Ma non era mai stato facile. Lea Buoncristiano viene concepita fuori dal matrimonio nel 1938, mamma povera e bella, papà figlio di una Ruffo di Calabria.

Cercherà di rimediare lo psichiatra: "Mi assicura che non sono psicotica come certi artisti – precisava la paziente -. Solo una banale nevrotica un po’ cattivella".

Diceva di essersi sentita spesso la derelitta del quadro di Botticelli con la testa china e le mani sulla faccia. Poi intrappolata nella lunga e noiosa stagione di nove anni di matrimonio compensatorio: "Non mi sarei aspettata, alla fine, di trovare il grande amore".

Li fece incontrare a Napoli Giulio Carlo Argan. Ricorda Mari: "Io designer, lei critico d’arte giovane e bella. Ero già sposato. Aleggiò il concubinaggio". Era il 1966.

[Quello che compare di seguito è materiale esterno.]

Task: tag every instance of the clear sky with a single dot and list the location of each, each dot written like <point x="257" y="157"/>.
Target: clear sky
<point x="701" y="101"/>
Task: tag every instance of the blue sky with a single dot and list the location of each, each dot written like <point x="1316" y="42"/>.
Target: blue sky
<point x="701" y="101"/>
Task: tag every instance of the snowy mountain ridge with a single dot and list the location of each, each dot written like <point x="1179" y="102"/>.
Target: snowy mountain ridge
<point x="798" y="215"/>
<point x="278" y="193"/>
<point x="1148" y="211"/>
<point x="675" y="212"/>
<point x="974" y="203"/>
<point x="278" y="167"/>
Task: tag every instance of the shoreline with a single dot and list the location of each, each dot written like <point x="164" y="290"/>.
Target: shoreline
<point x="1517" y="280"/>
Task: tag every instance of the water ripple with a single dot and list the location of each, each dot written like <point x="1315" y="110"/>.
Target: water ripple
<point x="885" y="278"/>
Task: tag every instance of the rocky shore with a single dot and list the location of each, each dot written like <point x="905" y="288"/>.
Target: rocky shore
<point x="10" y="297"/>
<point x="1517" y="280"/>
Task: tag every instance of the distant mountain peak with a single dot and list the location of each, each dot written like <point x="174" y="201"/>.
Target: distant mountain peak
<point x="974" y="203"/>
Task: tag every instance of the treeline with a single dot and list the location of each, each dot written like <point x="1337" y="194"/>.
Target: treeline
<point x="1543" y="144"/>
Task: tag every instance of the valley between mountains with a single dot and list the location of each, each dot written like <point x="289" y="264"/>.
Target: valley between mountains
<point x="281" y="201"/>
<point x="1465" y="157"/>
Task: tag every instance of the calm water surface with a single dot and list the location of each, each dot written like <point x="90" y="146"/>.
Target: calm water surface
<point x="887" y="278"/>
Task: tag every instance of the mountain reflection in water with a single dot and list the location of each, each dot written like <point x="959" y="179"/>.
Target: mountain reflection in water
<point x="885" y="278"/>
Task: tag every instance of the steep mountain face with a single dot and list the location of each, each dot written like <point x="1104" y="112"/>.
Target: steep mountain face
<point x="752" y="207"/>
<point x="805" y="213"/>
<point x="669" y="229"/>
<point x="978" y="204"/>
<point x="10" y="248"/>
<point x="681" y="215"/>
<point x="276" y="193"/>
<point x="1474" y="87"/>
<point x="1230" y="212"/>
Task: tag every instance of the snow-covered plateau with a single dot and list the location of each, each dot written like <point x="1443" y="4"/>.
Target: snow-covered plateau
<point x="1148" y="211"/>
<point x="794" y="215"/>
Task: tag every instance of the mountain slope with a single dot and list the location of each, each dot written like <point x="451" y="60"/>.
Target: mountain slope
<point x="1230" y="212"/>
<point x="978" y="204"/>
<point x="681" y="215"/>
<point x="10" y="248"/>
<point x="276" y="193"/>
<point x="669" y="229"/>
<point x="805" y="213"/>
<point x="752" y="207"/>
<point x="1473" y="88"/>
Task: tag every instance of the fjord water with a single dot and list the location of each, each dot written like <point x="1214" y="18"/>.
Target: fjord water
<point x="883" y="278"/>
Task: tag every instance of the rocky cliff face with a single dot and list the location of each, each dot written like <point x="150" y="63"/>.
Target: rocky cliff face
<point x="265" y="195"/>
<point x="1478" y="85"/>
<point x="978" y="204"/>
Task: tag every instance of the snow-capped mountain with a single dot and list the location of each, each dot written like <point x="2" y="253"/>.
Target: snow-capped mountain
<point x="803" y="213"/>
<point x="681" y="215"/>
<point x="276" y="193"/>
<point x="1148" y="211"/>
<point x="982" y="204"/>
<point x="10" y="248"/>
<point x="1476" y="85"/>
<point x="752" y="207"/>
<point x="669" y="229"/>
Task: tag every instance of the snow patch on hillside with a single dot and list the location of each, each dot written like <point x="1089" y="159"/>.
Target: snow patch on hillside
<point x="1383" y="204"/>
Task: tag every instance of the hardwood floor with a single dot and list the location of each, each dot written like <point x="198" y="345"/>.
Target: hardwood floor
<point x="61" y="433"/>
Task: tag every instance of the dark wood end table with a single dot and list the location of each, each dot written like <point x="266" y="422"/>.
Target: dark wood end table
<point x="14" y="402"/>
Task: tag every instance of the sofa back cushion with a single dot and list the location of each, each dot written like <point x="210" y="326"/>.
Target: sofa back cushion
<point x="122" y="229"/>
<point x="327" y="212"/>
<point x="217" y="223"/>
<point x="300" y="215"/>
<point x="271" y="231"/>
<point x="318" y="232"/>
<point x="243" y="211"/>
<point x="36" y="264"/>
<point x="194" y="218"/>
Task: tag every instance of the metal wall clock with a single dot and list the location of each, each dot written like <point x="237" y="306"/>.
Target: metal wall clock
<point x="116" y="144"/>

Lea voleva trasferirsi nella bellezza sguaiata di Roma ma lo seguì a Milano. E si ammalò di amore: "Sapevo di non poterne fare a meno anche se tutto mi consigliava di allontanarmi". Presero una casa piccolissima in via dei Bossi. "Quando pagavamo l’affitto ci guardavano come due delinquenti".

Non c’era il divorzio, vennero denunciati dai portinai. Quando nel ’78 si annunciò la loro bambina, Meta, tornarono a sposarsi per evitarle inconvenienti. E poi sempre insieme a vivere e litigare, in pace solo davanti ai fornelli, che avevano su Lea l’effetto di un ansiolitico. "Lui fa l’assistente, lava, taglia asciuga. Io so di scrivere bene. Ma quando si complimentano per la mia pasta sono molto più felice".